Le reportage de Maxime Bertrand

Un entrepreneur québécois a lancé une nouvelle application pour téléphones multifonctions iPhone permettant de connecter un trajet en covoiturage à un trajet en transport en commun.

Selon le président fondateur de Netlift, Marc-Antoine Ducas, le covoiturage traditionnel a des possibilités limitées, puisqu'il est difficile de trouver parmi ses voisins quelqu'un qui travaille dans le même secteur que soit. Son application qui couvre la province de Québec vient donc répondre à ce problème.

« Habituellement, pour faire du covoiturage, on cherche quelqu'un qui peut aller, comme nous, du point A au point B. [On cherche] quelqu'un de notre quartier qui va au travail pas loin de notre lieu de travail.
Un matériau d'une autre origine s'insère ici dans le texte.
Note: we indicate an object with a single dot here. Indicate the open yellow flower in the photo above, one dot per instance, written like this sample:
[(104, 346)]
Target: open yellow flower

Ici, on intègre le transport en commun : la personne peut nous amener à une gare, une station de métro, ce qui crée d'autres probabilités de jumelage », a expliqué M. Ducas.

Une personne qui souhaite obtenir un transport fait une demande en ligne sur Netlift et l'application lui propose des options. Le conducteur et le passager s'entendent ensuite sur le prix du déplacement.

Netlift demande 30 % du montant de la course en frais d'administration.

Cette nouvelle plateforme cible les résidents « ouverts » de la banlieue montréalaise.

« Les banlieusards ouverts, ce sont des gens qui sont en banlieue, qui voudraient continuer à manger bio, qui voudraient garder leurs bonnes habitudes écologiques. » — Marc-Antoine Ducas

Netlift a aussi conçu un indice de réputation, qui va de 1 à 100 points, pour servir d'indication aux personnes qui s'inquiètent de monter dans la voiture d'étrangers.

Selon les administrateurs de la plateforme, tous les participants à la transaction sont gagnants : le passager qui ne se sert pas de sa voiture pollue moins; le conducteur reçoit de l'argent en échange d'un siège et les sociétés de transport en commun accueillent de nouveaux clients.

Sur le plan environnemental, Netlift veut assurer 4200 déplacements par jour, ce qui représenterait une économie de 14 tonnes de CO2.